マイクロ波化学は11月1日、国内初となる1日あたり1tの処理能力を持つマイクロ波を用いた汎用(はんよう)実証設備が完成したと発表した。同社は2021年に1時間あたり5kg程度の処理能力を持つ小型実証設備を完成させているが、新たに「高温複素誘電率測定装置」の開発などを行うことにより、大規模かつ汎用的な実証設備を完成させた。
同社は、2022年度内に同実証設備を本格稼働し、汎用樹脂を中心に実証試験を実施する予定としている。今後は年間1万tへとさらにスケールアップし、2025年までに化学メーカーなどと共同で社会実装を目指す。同社は、同事業を通じてブラッシュアップしたマイクロ波プラスチック分解技術「PlaWave」を確立し、2030年の国内の省エネ効果量として3・9万kl(原油換算)を目指すとともに、サーキュラーエコノミーの実現に貢献していく。
NEDOが進める「戦略的省エネルギー技術革新プログラム/実用化開発フェーズ」において、同社は「マイクロ波プロセスを応用したプラスチックの新規ケミカルリサイクル法の開発」に取り組んでおり、プラスチックにエネルギーを直接伝達できるマイクロ波技術によって、従来の熱分解プロセスに対して約50%の省エネ効果の実現を目指す技術を開発している。

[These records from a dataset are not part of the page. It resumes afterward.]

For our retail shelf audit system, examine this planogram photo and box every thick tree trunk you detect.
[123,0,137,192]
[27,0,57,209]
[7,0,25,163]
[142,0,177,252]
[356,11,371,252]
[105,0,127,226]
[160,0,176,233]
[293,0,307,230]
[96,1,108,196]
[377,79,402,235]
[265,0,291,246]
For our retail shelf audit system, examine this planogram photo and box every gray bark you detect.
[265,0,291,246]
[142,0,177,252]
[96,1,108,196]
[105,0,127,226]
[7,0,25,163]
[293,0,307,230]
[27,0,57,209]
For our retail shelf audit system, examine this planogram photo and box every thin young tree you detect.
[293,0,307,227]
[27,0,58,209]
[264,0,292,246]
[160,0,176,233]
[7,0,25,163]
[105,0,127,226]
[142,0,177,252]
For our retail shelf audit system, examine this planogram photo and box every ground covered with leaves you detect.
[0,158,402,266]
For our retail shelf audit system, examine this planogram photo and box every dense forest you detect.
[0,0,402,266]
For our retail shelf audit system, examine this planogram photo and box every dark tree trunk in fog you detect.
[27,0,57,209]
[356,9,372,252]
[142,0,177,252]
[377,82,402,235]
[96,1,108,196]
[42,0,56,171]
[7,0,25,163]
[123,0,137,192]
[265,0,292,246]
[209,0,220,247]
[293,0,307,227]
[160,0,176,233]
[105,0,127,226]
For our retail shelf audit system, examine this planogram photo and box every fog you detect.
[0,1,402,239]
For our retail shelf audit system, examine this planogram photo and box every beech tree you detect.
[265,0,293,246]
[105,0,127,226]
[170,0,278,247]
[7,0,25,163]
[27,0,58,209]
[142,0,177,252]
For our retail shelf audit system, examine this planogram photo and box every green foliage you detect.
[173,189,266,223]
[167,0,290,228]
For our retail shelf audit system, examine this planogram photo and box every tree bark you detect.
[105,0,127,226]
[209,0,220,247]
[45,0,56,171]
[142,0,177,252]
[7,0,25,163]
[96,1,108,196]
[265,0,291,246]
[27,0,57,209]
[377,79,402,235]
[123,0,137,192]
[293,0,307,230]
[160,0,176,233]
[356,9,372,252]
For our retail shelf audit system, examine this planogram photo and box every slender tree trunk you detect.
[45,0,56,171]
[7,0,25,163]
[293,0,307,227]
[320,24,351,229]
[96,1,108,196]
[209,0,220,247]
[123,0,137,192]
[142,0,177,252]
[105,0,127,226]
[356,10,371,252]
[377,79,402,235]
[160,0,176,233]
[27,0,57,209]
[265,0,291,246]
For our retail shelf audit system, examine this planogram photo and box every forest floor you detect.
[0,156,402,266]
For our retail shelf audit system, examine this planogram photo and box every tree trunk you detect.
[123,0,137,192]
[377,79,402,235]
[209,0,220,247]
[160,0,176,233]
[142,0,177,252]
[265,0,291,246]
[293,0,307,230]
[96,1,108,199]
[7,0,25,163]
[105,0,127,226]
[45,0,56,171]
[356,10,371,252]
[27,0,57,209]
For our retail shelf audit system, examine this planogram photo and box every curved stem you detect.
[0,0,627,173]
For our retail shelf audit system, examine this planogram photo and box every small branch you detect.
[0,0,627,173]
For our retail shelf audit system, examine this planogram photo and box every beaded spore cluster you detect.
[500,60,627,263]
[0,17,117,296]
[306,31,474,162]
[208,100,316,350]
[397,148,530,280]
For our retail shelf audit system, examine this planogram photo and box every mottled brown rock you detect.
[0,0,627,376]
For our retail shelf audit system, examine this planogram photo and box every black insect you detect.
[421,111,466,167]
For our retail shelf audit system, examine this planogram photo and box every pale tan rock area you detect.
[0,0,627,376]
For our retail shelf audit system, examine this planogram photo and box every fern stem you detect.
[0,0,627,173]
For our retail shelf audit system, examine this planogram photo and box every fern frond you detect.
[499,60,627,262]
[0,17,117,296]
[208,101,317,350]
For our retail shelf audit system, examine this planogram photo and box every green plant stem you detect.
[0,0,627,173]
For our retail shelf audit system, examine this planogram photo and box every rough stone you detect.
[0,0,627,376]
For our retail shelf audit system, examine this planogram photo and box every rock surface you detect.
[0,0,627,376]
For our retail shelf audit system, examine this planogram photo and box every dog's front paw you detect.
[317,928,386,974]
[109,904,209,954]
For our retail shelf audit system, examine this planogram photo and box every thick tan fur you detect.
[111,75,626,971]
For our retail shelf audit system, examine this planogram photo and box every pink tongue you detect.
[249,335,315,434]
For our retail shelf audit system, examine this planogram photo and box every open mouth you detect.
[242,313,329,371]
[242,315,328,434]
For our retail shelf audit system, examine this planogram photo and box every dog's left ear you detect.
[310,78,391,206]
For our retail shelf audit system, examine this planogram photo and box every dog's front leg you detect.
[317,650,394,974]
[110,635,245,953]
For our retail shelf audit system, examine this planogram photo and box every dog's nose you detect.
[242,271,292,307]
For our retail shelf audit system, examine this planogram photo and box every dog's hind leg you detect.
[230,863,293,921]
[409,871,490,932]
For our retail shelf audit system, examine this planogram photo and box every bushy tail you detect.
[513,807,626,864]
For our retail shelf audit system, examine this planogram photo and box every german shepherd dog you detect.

同社は今後、同事業を通じてブラッシュアップしたマイクロ波によるプラスチック分解技術「PlaWave」を確立し、同技術をグローバルスタンダードにすべく開発を進めていく。これにより、2050年カーボンニュートラルへの道筋を示し、産業分野における温室効果ガスの排出量削減に貢献する。具体的には、2022年度内には同事業において同実証設備を本格稼働し、国内で初めて、マイクロ波を利用したポリスチレンのモノマー化などの実証試験を実施する予定としている。また同事業終了後は、2025年までの社会実装を目指してさらなるスケールアップのための実証実験を進めていくとしている。